Op Arity Assoc Notes
names 2 N Name a block, e.g., for break statements. E.g., foo names ($x=$x+1; break foo; 42)
  • Logical xor

  • Bitwise ops: band, bor, bnot, bxor

  • return.

  • break, continue. The .. operator can enable these dynamically in a block it is given.

Built-in functions

  • &str(any): stringify any
  • &num($str[, #base]): convert $str as a number in base #base (default 10)
  • &type(any): Return the type of any.
  • &say(...): Print ... then a newline
  • &hear(): Read a line, remove the trailing newline, and return the line

User-defined functions

Functions are defined with a variable and a block. Example:

var "&factorial = sub (
    #0 <= 1 ?? 1 :: #0 * &factorial(#0 - 1)
)

Args are in @ARG automatically.
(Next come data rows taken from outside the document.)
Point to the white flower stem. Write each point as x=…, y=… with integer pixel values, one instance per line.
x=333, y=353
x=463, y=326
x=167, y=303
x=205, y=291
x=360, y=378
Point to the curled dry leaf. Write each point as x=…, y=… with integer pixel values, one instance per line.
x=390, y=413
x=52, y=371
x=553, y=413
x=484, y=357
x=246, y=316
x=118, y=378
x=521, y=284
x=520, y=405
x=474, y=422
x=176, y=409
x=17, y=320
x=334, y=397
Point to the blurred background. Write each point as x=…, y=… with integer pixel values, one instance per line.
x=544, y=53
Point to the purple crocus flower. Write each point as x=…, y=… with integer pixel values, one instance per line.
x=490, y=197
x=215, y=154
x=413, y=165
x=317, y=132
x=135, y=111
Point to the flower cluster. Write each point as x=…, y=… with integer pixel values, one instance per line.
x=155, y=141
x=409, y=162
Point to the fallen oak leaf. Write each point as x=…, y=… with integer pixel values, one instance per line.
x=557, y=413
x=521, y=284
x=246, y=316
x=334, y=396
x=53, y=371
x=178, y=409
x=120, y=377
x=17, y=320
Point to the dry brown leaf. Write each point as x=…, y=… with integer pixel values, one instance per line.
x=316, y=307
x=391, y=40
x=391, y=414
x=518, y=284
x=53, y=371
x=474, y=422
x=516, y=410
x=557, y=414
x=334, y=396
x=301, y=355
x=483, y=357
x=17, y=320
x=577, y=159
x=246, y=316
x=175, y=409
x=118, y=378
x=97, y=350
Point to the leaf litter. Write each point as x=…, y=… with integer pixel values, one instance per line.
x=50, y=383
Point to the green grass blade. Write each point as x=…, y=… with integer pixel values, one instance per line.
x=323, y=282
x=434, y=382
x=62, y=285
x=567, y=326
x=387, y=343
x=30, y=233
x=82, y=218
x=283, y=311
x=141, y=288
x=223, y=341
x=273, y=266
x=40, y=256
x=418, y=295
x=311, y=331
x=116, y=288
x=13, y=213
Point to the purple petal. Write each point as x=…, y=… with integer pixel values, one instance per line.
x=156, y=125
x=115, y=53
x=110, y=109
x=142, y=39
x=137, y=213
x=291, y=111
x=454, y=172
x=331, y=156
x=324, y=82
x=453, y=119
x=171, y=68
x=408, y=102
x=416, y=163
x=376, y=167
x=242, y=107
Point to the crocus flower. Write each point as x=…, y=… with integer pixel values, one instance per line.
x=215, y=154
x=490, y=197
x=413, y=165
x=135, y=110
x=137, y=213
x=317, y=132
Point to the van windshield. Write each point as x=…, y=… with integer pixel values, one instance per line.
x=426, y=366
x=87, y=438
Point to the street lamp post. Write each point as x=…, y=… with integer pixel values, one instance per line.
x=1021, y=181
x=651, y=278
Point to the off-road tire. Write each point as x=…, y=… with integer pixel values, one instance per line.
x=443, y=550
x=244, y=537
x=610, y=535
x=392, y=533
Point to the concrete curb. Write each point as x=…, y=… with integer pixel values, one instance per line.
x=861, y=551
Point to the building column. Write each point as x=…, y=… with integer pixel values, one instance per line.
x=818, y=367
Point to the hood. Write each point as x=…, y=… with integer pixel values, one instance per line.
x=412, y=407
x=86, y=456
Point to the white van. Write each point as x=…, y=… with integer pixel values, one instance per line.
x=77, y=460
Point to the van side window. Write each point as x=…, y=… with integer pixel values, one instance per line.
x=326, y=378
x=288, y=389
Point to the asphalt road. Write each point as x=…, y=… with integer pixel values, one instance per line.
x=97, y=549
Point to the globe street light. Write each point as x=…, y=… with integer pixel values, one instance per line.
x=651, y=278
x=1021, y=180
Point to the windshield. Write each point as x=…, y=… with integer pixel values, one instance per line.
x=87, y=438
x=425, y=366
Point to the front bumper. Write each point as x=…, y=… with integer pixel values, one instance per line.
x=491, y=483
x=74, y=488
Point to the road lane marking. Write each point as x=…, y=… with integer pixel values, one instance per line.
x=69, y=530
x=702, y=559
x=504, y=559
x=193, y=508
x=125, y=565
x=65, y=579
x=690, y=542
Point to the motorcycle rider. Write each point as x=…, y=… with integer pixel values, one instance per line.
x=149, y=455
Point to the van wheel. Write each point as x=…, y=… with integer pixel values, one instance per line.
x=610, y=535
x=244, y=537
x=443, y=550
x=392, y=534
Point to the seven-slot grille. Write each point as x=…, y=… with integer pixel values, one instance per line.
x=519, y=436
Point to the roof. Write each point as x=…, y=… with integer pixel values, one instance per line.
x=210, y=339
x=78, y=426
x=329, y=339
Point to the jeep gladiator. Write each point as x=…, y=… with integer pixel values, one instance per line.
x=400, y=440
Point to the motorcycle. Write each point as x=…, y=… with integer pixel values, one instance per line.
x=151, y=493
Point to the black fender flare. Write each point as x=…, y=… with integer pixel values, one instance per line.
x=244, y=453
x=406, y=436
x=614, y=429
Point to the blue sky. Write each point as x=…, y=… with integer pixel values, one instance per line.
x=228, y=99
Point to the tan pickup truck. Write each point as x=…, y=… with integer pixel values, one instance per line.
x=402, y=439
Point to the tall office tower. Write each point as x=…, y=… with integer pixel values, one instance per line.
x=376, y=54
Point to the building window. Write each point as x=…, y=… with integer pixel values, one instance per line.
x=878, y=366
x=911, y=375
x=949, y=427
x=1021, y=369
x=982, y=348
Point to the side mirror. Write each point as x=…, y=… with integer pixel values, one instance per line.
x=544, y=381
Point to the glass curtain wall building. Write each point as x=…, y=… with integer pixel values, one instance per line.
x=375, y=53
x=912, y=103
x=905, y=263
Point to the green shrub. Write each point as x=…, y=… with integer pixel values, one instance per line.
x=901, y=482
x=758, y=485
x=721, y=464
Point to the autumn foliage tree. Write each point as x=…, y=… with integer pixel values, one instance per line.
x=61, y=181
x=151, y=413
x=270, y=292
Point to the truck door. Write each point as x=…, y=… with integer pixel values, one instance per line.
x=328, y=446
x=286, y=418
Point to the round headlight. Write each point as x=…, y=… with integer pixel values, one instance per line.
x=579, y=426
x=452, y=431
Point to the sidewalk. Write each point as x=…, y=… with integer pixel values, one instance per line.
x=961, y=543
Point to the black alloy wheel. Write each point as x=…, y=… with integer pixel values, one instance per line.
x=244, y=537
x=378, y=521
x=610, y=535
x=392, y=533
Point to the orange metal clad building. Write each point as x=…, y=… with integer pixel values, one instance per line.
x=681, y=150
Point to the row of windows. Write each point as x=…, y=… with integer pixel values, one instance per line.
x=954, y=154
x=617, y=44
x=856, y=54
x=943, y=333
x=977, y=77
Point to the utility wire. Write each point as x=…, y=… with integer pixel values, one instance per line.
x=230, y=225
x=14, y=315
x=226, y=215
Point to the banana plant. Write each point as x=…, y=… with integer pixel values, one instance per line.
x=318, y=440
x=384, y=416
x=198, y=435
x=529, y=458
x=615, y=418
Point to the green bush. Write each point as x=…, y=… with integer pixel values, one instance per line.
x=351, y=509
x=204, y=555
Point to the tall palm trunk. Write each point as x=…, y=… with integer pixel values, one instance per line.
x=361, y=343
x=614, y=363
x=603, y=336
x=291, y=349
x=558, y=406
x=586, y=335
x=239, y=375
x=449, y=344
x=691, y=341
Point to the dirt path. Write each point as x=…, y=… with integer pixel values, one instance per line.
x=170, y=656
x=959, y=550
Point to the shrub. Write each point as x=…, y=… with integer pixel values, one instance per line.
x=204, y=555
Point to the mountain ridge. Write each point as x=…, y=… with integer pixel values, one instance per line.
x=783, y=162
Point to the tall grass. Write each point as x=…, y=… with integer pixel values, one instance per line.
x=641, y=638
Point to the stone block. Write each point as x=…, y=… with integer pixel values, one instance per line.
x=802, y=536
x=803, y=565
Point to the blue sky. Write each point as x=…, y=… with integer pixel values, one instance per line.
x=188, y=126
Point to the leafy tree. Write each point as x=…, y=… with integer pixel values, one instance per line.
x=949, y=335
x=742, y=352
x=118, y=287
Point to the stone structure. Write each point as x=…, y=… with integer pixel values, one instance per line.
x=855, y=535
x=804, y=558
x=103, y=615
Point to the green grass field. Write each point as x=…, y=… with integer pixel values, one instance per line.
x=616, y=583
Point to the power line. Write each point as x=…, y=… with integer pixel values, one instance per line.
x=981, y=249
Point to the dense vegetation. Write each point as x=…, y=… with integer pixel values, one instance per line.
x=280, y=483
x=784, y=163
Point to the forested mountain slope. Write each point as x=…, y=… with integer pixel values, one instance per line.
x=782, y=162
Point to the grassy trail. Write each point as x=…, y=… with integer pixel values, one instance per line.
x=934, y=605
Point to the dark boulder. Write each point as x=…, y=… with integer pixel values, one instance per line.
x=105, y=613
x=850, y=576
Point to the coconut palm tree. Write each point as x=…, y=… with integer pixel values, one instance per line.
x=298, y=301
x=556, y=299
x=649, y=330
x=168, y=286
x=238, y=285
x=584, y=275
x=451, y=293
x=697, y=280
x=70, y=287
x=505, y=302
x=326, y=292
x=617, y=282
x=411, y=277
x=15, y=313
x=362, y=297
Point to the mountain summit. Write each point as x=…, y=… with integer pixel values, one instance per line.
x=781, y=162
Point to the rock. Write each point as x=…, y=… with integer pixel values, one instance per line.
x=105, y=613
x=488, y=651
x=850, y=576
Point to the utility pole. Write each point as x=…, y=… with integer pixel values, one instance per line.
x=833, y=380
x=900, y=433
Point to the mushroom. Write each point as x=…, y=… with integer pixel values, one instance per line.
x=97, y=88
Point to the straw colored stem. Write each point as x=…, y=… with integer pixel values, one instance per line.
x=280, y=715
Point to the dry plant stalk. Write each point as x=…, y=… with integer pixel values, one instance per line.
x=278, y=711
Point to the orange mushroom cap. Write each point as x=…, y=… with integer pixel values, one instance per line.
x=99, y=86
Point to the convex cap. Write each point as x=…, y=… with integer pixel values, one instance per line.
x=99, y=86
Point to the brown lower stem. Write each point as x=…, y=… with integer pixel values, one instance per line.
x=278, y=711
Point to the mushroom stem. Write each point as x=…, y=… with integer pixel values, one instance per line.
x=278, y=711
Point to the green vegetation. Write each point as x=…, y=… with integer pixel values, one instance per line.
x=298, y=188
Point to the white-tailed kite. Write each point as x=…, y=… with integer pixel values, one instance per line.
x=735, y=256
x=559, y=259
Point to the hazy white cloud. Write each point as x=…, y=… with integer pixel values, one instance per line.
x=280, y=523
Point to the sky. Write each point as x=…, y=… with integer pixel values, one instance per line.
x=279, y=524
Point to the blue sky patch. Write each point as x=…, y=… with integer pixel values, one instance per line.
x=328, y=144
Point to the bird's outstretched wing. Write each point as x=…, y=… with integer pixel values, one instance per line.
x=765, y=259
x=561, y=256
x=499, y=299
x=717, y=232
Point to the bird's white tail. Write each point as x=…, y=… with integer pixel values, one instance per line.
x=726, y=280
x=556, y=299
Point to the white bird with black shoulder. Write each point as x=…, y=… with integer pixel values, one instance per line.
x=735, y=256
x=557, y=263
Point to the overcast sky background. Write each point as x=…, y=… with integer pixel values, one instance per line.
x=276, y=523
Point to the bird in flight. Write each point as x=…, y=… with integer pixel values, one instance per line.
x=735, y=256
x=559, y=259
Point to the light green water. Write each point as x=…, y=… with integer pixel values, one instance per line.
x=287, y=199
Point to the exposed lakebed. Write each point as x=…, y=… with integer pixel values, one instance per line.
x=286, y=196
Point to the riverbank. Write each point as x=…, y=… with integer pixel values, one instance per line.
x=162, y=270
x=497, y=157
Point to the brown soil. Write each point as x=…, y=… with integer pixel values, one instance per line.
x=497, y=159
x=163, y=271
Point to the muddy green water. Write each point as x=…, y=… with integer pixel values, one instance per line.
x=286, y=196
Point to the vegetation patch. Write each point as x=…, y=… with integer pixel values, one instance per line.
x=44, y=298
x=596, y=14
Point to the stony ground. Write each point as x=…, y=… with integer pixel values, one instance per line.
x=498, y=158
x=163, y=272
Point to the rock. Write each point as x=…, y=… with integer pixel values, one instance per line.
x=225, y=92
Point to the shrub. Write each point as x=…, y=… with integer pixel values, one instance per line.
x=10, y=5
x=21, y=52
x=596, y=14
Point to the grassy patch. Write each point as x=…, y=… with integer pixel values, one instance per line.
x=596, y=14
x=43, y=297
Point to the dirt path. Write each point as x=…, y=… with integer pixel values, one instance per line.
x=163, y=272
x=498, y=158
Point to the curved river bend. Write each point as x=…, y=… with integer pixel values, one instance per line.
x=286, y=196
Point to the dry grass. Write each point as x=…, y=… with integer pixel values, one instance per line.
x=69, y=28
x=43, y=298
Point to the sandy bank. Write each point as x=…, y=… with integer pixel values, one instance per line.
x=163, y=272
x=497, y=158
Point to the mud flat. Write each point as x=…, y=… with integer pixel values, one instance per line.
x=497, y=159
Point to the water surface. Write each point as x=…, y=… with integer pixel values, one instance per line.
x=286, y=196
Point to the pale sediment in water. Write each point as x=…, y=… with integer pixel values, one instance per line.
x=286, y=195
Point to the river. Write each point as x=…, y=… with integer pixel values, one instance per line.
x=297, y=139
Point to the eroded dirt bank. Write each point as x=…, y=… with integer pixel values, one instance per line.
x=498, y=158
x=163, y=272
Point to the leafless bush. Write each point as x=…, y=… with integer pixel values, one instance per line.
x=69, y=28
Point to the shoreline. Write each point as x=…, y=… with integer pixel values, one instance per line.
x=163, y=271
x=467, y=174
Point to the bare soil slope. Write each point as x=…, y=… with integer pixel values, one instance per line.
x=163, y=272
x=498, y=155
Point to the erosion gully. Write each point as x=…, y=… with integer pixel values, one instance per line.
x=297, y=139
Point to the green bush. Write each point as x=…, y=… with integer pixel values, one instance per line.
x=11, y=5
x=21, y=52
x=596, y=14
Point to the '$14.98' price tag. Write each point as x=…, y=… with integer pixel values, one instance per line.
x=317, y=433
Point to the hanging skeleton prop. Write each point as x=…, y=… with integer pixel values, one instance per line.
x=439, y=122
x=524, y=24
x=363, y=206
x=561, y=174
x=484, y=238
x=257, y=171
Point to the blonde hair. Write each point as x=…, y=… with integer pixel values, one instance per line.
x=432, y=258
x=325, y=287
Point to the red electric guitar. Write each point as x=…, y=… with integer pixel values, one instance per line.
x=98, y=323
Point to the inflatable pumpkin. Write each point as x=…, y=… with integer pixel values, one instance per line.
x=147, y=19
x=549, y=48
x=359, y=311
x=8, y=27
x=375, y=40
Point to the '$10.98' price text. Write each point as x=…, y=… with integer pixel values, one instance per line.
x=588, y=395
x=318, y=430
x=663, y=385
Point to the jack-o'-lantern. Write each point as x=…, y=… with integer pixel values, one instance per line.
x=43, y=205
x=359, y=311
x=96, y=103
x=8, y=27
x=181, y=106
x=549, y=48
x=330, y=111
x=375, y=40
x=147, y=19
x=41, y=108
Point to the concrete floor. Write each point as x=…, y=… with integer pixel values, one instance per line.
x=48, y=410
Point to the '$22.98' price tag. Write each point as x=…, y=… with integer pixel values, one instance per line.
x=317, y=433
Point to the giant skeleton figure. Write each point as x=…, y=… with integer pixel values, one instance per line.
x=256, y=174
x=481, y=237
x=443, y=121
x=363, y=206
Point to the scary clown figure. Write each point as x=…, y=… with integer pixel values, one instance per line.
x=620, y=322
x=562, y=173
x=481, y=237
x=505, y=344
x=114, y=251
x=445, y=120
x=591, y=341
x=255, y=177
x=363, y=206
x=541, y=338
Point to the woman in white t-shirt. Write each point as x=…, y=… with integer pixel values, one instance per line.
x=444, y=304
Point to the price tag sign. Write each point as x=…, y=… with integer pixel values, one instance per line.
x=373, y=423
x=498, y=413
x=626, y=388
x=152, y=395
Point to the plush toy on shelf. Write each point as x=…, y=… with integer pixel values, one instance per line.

Also, any identifier that is /^(?<sigil>)\d$/ refers to that element of @_. At present, no coercion is performed - &foo(42) will die if &foo tries to access $1. Access through @ARG if the type is unknown. Coercion may be added later.

The main program is a routine, and $0..$9 are the first ten arguments, not counting the program name.

$PROGRAM is the program name (bash's $0).